メープルシロップと和栗のミルクレープ【魔&竜】

文字数 4,111文字

「エクロ。ちょっと付き合ってほしいんだ」
 何の連絡もなしに突然やってきた竜人─ベルーガ。眩しい金色の髪を揺らしながら大きな声をあげた。エクロと呼ばれた布を操る魔族の女性─エクローシアはたまたま身の回りの整理をしていて、それどころではないという状況にも関わらずベルーガはずかずかと上がり込みエクローシアの前に立った。
「何よベルーガ。今は手が離せないのだけれど」
「じゃあ、終わったらでいいからさぁ。ちょーっとばかしあたいに付き合ってほしいんだ」
「何なのよ……もう……」
 ぶつぶつ言いながらも手早く整理を終えたエクローシアは改めてベルーガの用件を尋ねると、どうやら洋服が欲しいというものだった。それなら一人で行けばいいのにと言ったのだが、それだと何を買っていいかわからないと真っすぐすぎる返答だった。
「エクロの見立てでいいからさぁ、ちょっとだけ……な?」
 両手を合わせてお願いされては断るのもなぁと思ったエクローシアは、割と大きめな溜息を吐きながら「少しだけよ」と言いながら付き合ってくれることになった。

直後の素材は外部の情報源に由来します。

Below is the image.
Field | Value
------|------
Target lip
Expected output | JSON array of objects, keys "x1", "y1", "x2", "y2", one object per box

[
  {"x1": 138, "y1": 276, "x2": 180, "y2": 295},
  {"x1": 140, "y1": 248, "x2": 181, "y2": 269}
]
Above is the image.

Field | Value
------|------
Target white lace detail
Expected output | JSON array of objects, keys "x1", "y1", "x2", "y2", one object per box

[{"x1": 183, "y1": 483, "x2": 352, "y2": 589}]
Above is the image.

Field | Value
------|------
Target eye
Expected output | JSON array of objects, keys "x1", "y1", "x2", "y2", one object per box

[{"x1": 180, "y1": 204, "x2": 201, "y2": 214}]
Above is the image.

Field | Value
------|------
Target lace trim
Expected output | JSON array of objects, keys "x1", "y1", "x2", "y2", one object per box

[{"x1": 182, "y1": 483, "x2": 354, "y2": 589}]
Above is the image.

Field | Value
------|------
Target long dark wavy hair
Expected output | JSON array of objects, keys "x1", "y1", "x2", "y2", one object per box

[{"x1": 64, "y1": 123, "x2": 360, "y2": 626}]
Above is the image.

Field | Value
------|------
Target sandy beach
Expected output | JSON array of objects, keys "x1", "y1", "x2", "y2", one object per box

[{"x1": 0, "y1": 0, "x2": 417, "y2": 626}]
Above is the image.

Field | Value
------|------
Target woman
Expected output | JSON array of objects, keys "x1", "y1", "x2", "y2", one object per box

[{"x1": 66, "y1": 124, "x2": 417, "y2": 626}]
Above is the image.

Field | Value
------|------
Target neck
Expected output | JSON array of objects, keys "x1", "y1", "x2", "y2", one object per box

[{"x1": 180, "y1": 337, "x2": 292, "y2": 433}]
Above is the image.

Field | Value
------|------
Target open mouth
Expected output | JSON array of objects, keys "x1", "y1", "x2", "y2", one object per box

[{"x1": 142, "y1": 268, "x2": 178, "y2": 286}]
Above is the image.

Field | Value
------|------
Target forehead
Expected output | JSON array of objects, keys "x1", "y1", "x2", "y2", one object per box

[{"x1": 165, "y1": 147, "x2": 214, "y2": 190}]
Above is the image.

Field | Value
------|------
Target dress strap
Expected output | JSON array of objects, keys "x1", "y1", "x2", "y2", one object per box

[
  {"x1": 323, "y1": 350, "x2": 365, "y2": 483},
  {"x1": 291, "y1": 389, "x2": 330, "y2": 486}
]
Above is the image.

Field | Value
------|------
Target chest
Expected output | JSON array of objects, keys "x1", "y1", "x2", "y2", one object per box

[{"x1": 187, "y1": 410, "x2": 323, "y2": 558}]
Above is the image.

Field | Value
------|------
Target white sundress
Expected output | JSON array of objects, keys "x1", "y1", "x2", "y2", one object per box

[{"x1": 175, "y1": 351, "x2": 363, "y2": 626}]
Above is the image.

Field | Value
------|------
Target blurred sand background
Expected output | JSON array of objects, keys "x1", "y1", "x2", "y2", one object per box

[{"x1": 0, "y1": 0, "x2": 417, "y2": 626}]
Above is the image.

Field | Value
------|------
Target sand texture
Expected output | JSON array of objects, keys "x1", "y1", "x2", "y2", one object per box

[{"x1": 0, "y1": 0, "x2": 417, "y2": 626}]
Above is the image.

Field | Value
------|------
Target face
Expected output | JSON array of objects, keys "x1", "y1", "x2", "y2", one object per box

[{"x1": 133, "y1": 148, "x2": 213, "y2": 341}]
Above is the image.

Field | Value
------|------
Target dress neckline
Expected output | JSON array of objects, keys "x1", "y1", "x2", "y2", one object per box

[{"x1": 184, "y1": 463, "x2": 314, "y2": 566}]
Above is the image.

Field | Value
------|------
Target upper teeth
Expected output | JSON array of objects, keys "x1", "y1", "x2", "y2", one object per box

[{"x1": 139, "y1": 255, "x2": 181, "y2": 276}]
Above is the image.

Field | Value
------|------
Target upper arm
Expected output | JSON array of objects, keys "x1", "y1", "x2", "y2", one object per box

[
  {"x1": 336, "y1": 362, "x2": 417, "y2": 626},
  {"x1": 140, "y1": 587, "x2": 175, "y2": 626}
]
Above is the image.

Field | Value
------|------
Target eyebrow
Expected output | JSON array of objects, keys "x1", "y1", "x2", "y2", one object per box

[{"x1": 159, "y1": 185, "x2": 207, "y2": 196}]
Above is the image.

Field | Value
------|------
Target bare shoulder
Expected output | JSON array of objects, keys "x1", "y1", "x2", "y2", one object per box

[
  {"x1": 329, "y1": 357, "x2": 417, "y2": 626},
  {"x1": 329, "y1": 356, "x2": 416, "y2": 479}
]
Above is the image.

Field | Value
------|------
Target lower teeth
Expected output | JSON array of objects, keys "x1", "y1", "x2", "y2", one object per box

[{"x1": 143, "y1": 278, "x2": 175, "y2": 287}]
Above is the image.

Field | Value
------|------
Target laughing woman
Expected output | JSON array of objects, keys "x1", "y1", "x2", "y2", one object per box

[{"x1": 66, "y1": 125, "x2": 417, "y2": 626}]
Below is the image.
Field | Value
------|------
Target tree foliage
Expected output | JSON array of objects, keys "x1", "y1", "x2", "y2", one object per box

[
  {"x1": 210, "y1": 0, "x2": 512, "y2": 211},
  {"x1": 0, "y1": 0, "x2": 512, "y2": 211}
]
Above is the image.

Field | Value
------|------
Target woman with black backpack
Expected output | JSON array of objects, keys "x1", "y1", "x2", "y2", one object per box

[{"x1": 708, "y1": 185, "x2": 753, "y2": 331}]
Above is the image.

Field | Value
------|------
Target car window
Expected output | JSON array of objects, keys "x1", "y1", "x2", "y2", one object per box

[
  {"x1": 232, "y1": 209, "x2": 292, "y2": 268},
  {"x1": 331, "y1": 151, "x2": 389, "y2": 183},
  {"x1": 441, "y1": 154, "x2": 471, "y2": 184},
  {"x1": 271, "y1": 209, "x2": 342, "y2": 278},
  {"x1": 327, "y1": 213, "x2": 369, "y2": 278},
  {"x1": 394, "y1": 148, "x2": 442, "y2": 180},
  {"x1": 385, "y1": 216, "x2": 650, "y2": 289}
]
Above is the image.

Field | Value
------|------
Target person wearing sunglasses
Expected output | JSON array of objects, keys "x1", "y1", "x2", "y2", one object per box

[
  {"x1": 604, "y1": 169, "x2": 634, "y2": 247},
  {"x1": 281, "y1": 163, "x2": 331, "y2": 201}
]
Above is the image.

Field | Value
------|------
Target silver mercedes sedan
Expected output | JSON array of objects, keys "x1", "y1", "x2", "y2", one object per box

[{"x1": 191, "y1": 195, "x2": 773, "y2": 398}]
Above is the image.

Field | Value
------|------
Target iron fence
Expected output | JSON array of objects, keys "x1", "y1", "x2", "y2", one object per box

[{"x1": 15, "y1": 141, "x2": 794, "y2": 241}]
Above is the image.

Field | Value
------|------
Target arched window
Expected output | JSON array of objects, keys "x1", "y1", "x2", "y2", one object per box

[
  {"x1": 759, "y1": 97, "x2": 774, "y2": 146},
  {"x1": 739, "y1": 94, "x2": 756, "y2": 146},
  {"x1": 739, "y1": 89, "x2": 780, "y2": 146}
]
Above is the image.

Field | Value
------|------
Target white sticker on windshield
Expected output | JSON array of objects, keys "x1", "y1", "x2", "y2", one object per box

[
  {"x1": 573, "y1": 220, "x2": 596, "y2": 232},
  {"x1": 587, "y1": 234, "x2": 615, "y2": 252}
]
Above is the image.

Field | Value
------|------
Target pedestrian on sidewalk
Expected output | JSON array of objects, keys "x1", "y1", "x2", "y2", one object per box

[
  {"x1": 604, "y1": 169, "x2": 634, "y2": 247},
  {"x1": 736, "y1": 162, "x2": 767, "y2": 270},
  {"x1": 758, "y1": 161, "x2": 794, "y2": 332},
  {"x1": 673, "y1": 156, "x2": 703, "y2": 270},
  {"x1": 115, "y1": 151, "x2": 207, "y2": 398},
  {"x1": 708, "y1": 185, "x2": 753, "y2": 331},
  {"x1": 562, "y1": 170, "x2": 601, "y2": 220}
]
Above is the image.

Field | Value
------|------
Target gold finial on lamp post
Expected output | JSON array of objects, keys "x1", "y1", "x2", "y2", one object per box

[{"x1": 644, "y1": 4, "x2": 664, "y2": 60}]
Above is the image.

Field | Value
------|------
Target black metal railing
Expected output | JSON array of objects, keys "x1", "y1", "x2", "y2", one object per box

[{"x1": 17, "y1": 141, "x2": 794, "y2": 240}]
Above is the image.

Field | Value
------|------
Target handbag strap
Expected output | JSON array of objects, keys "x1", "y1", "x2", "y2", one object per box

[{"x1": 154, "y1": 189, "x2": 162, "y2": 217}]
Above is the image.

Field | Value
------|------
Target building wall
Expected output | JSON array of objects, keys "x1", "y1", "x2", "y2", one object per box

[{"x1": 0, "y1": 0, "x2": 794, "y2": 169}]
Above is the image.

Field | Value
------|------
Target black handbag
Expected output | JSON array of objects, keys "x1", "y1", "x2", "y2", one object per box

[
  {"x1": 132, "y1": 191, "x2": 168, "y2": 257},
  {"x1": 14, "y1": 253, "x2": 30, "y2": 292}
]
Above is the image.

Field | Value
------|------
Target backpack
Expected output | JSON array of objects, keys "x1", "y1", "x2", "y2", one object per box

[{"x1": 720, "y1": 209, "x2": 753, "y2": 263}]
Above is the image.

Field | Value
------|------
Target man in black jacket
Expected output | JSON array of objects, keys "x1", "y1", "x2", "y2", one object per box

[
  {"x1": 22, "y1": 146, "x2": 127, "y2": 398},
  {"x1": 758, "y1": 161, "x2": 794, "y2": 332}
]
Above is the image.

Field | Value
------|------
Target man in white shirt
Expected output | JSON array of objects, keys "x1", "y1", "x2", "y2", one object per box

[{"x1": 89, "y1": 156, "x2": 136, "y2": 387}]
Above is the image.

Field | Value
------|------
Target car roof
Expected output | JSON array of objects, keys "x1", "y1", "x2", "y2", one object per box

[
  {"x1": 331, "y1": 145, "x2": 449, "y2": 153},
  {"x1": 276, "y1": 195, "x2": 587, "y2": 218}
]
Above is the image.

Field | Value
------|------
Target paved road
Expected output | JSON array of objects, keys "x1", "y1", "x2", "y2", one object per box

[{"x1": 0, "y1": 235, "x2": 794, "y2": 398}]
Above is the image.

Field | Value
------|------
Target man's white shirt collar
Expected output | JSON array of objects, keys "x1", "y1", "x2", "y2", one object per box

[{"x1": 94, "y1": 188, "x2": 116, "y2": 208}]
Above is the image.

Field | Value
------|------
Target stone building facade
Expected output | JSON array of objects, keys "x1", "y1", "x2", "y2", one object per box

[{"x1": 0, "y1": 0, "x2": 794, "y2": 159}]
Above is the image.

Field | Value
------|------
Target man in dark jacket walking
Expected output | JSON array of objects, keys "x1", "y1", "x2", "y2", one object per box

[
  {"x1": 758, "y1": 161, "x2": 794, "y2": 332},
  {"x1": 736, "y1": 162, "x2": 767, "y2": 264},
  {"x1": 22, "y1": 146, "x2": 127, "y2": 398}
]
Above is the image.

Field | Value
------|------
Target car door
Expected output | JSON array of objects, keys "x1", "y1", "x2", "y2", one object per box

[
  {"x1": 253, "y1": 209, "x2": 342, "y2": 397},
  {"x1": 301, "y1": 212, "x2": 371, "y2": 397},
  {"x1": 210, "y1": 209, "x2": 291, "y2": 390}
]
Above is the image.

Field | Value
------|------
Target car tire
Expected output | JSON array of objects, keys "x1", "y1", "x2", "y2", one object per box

「こんなにたくさんあるのか……いやぁ、エクロと着てよかったよ~」
「もう。大げさね」
 一件目の洋服屋に入ったベルーガは、その圧倒的な服の数に驚いていた。服といってもそんな大したことないだろうと思っていたベルーガは想像を超える服の多さに何度も周りをぐるぐる見渡していた。
「もう。そのくらいにしておきなさい。それで、どんな服が欲しいのよ」
「そうだなぁ……エクロがあたいをコーディネートしてくれるものだったらなんでも」
「え? あ、あたしが?」
「友達に選んでもらった方が着やすいじゃん?」
「と……友達……」
「ん? どうしたエクロ」
「いや……なんでもないわ。そうね……」
 ベルーガが発した何気ない一言が、エクローシアの心にじわりと広がった。聞きなれない言葉に何とも言えない気持ちになりながら、エクローシアはベルーガのコーディネートを始めた。

「いやぁ。いっぱい買ったなぁ」
「買いすぎよ。もう少し減らしてもよかったのに」
「いやぁ、どれも捨てがたくてさぁ。ありがとなぁ、エクロ」
「……もう」
 たくさんの買い物袋をぶら下げたベルーガは満足に笑いながら歩いていた。それについて歩くエクローシアもまんざらでもない様子で歩いていると、ふと見覚えのある喫茶店が目に入った。まさかとは思いながら頭を振り、通り過ぎようとしたときベルーガが「おっ」と声を発した。
「なぁ、エクロ。ちょっとお茶していかないかい?」
「え? いいじゃない。もう帰りましょう」
「な、ちょっとだけだからさぁ」
 またもや押し切られる形となり、エクローシアは渋々喫茶店に入ると「やっぱり」と小さく声を漏らした。ここは以前、エクローシアが一人で立ち寄ったことのある喫茶店だった。そこへたまたま顔見知り程度の魔女ルクスリアが相席してきたのだ。
 ルクスリアは男性を誘惑、虜にし、男性の生気を搾れるまで絞ってから石化させ砕く。砕いたときの悲鳴を聞くのが好きという変わった趣向を持っている。目は漆黒のように黒く逆に瞳は赤ワインのように赤い。瞳と同じ色のリップグロスは、彼女の美しい姿態を更に美しく妖艶に映していた。そのときに色々言われたが……すっかり頭から抜けていたがふと見えたテラス席を見て記憶が呼び戻されたエクローシアは一刻も早くここから出たいという気持ちで溢れていた。しかし、そんな気も知らないベルーガは呑気にメニューとにらめっこをしていた。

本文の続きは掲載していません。